- Born: Virginia Bloedel January 1, 1929 Seattle, Washington
- Died: February 18, 2020 (aged 91) Seattle, Washington
- Education: Barnard College
- Alma mater: Masters School
- Occupations: Philanthropist, art collector
- Spouse: Bagley Wright
- Relatives: Julius Bloedel (grandfather)

= Virginia Wright (art collector) =

American art collector and philanthropist (1929–2020)

Virginia "Jinny" Wright (January 1, 1929 – February 18, 2020), also known as Virginia Bloedel Wright, was an American art collector and philanthropist. She was considered one of the top art collectors in America for having created the largest collection of modern and contemporary art of the Pacific Northwest with her husband Bagley Wright and was credited for having played a pivotal role in the cultural development of Seattle and the Pacific Northwest.

== Biography ==
Wright was born in Seattle on January 1, 1929, to timber baron Prentice Bloedel, son of Julius Bloedel, who co-founded MacMillan Bloedel, and Virginia Merrill Bloedel.
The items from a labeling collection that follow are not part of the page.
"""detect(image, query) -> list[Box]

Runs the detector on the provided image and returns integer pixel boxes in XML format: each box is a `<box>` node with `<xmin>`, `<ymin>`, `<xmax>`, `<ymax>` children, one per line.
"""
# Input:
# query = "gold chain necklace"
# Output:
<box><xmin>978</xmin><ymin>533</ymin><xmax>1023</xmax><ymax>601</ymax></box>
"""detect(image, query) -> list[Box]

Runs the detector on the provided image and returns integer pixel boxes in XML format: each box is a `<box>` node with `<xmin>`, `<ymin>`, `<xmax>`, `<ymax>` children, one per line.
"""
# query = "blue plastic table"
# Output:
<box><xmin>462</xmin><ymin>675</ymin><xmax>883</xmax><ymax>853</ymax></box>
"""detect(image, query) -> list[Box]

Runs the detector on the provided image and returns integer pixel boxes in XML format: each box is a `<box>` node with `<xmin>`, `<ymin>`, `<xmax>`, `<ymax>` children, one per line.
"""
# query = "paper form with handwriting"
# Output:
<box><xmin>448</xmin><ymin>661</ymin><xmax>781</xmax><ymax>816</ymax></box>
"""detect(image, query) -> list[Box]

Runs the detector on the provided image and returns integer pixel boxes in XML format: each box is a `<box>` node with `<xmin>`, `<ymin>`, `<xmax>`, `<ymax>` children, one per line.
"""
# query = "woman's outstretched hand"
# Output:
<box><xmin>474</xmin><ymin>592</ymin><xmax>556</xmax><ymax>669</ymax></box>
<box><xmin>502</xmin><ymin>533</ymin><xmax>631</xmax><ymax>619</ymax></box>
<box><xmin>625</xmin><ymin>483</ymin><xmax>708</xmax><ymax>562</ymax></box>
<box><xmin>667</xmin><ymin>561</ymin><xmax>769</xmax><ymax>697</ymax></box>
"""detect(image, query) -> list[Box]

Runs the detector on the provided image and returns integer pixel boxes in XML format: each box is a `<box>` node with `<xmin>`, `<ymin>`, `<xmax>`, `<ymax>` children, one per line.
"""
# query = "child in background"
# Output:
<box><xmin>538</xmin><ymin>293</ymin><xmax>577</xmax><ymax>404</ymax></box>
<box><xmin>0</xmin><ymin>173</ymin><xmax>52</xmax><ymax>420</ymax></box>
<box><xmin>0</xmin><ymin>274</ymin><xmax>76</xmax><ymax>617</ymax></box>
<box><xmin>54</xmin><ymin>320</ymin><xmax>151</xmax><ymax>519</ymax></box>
She grew up in Vancouver, graduated from the Masters School in Dobbs Ferry, New York, and received her BA from Barnard College, where she studied under noted art historians Meyer Schapiro and Julius S. Held, who inspired her to pursue a career in the appreciation and collection of modern art. Wright called Schapiro's influence on her art collection career "like the Conversion of St. Paul."

After Barnard, Wright worked at the Sidney Janis Gallery, where she met her future husband Bagley Wright. They married in 1953 and relocated to Seattle in 1955, where Wright invested in real-estate and civic projects, including the development of the Space Needle and Seattle Center. While working at the Janis Gallery, Wright bought No. 10 from Mark Rothko for $1,000.

Wright joined the board of the Seattle Art Museum (SAM) in 1960 and started the Virginia Wright Fund, a project that began with $1 million investment from her father to buy public art. The fund donated several well-known sculptures public sculptures to Seattle, including the Broken Obelisk by Barnett Newman, and the campus of Western Washington University, which became known as the Western Washington University Public Sculpture Collection. She was a board member from 1960 to 1972, before rejoining in 1982 and serving as its president from 1986 to 1992. She helped grow the museum's endowment to over $100 million, relocate to its present downtown location, and helped establish the Olympic Sculpture Park.

Wright was also a docent at the SAM, leading tours, giving lectures about art at the museum, and taught courses at the Lakeside School. She ran her own art gallery in Seattle, Current Editions, from 1968 to 1975. She also ran the Wright Exhibition Space, a free venue which showed selections from her personal art collection and operated from 1999 to 2014.

In 1975, Wright founded the Washington Art Consortium, a collective of seven Washington state art museums, including Henry Art Gallery at the University of Washington; the Museum of Art of Washington State University at Pullman; the Northwest Museum of Arts and Culture, Spokane; the Seattle Art Museum; the Tacoma Art Museum; the Western Gallery at Western Washington University, Bellingham, which houses the collection; and the Whatcom Museum, Bellingham. The purpose of the consortium was to bring great works of art to Washington state and encouraging collaboration among its members, and the collection included artworks by Jackson Pollock, Agnes Martin, Susan Rothenberg, Jasper Johns, and Larry Clark. The consortium disbanded in 2017 after it had grown to include over 400 works of 20th-century American art and a $2.3 million endowment.

== Philanthropy ==
Wright donated more than 200 works to SAM over her lifetime, including works by Roy Lichtenstein, Frank Stella, Helen Frankenthaler, among others.

In addition to SAM, she was also a major donor to her alma mater, Barnard College. 2011, she donated a $25,000 sculpture by Jenny Holzer to Barnard in honor of her classmate and Barnard art historian Barbara J. Novak. She also endowed a professorship in art history as well as the Virginia B. Wright Art History Prize at Barnard.

== Personal life ==
Wright died on February 18, 2020, at age 91. She was survived by her four children, 10 grandchildren, and nine great-grandchildren. She lived at the Four Seasons Hotel and Private Residences, Seattle, from 2008 until her death.